Roboserve also contends that the post-judgment payments made to Roboserve by Kato were for the use of the Robobars remaining at HRC, and not for payment on the judgment. Roboserve argues that Kato wrongfully terminated the concession agreement with Roboserve, and did not cure its breach or return the Robobars to Roboserve after termination. Rather, Kato continued to use and enjoy the benefits of the Robobar system and pay Roboserve what it thought was owed for the use of the Robobars. Thus, the payments that Kato made to Roboserve were simply for Kato's continued use of the Robobars still installed at HRC; they were not payments pursuant to the concession agreement, which had been terminated, and not payments on the judgment.
It appears to the court that Roboserve is making a false distinction between the nature of the judgment and the nature of the post-judgment payments from Kato. According to Kato, the damage award of $ 722,500 on the wrongful termination claim represented the present value of amounts to be paid to Roboserve by Kato under the concession agreement for a five-year period following the termination of the concession agreement. Roboserve does not contest this description of the nature of the damages award.

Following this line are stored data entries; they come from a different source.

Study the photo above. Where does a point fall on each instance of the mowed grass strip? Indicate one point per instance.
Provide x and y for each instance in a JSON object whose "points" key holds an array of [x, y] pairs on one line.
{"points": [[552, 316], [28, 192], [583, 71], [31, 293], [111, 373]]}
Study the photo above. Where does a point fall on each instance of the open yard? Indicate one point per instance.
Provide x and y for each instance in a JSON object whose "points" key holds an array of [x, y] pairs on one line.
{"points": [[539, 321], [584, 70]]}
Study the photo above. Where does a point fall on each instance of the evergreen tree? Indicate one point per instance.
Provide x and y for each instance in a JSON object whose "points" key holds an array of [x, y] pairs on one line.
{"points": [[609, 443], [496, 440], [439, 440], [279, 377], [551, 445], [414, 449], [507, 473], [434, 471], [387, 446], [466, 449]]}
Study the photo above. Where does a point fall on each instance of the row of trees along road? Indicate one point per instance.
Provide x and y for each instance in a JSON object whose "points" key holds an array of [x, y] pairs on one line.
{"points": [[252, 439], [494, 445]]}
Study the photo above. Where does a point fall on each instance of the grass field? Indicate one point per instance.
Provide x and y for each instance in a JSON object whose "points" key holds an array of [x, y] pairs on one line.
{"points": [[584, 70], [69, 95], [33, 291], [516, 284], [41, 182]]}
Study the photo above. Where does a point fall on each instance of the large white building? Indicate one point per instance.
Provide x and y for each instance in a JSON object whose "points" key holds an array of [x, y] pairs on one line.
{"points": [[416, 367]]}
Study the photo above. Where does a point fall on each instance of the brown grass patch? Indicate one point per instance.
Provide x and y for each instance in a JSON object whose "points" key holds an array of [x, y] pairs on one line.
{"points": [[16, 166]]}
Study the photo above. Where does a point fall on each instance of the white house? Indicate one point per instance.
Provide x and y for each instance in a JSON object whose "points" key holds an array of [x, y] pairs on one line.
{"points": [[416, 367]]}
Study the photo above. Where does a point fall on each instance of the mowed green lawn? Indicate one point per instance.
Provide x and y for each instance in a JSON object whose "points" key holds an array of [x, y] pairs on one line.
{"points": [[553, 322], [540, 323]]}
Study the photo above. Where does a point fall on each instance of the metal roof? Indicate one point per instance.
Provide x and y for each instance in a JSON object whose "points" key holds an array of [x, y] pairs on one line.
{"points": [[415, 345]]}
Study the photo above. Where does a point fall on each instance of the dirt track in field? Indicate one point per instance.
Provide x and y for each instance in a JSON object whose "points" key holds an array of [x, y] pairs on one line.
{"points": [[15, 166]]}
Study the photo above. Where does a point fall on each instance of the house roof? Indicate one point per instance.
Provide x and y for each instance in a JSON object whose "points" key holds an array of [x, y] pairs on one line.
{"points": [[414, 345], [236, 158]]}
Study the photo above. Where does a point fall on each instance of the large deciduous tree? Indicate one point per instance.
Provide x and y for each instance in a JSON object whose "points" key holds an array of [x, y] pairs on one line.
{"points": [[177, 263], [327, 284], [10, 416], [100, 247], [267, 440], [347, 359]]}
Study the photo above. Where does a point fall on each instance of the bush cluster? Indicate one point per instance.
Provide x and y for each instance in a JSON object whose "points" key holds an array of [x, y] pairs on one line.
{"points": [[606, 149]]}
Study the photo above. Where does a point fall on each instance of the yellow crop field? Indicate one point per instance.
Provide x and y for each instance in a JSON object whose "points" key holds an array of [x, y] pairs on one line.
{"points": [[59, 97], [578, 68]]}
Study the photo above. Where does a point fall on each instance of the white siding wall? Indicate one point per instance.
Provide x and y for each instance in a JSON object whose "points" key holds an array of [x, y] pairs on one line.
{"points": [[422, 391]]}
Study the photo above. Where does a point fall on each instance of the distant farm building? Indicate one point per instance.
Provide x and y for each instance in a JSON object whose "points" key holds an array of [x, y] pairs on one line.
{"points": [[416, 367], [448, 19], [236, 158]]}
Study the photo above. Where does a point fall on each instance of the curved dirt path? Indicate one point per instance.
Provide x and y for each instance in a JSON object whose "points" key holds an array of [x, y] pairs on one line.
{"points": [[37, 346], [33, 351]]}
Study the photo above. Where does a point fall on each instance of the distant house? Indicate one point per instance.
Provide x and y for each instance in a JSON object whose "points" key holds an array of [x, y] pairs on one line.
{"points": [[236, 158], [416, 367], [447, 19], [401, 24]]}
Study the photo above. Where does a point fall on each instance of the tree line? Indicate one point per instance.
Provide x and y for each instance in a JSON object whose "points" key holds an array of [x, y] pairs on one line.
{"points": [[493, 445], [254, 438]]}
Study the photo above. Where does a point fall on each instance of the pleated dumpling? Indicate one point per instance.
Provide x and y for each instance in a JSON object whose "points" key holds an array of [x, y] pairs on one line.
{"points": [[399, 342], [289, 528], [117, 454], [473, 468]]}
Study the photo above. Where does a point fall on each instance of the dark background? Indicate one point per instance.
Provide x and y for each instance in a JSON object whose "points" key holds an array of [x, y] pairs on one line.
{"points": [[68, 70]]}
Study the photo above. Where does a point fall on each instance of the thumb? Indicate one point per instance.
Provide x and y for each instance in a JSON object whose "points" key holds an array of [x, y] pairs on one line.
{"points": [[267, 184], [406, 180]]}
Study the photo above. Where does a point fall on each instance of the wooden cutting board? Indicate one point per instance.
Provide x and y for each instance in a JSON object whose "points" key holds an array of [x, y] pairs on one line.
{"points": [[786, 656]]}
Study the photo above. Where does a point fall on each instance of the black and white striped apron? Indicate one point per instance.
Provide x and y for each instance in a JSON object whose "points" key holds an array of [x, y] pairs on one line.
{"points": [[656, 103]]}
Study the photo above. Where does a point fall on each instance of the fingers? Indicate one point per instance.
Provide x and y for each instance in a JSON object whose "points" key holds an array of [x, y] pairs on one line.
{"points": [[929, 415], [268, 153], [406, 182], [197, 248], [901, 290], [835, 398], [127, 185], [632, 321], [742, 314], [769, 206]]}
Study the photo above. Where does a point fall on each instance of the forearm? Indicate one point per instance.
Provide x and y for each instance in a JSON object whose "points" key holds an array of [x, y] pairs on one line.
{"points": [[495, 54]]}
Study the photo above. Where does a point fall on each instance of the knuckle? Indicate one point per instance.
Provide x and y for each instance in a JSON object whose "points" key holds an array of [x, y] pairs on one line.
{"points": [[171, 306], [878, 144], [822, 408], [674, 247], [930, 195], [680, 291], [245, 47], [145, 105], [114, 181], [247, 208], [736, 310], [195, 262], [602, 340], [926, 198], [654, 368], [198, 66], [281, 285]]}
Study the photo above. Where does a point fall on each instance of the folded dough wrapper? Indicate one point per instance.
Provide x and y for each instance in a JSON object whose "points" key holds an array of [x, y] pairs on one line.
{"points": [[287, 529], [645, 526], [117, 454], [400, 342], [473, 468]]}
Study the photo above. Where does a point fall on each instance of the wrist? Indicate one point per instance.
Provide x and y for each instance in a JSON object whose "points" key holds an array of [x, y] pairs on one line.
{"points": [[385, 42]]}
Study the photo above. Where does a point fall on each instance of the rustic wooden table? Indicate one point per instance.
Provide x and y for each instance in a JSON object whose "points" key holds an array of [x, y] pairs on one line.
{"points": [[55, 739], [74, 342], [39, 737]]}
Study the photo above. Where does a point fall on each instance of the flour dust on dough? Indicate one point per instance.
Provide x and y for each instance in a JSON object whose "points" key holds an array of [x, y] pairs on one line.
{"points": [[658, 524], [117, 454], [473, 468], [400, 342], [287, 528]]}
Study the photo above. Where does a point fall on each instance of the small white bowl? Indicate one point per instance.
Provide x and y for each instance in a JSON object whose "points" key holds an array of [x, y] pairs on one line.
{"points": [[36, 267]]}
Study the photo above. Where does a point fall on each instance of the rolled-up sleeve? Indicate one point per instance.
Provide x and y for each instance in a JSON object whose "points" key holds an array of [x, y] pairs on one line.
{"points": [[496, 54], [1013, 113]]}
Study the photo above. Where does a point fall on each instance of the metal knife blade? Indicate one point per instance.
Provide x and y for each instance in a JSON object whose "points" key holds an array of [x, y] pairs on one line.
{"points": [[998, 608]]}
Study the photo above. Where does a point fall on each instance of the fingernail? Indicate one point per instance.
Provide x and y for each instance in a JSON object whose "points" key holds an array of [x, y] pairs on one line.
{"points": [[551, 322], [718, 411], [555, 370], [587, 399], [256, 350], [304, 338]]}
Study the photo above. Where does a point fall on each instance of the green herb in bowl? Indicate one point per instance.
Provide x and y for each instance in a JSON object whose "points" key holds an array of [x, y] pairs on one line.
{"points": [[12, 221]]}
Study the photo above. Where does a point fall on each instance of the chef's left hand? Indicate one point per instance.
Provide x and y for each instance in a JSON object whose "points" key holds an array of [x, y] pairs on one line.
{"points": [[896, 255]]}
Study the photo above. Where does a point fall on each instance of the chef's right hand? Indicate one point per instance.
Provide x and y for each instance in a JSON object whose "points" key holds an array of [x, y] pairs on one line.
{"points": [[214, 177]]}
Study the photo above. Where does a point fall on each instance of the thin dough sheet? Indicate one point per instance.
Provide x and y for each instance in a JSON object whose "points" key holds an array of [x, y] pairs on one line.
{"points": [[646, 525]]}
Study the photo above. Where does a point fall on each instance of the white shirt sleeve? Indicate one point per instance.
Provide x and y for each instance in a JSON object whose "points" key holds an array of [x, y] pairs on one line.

However, rather than treat the wrongful termination for what it was -- the end of both the concession agreement and the parties' business relationship under the concession agreement -- both Kato and Roboserve treated the concession agreement as if it were at least partially still in force. While Kato did not return the Robobars to Roboserve upon termination of the concession agreement, Roboserve did not seek return of the Robobars. And while Kato continued to use the Robobars and pay concessions to Roboserve pursuant to paragraph 2(2) of the concession agreement, Roboserve accepted the payments for more than two and a half years.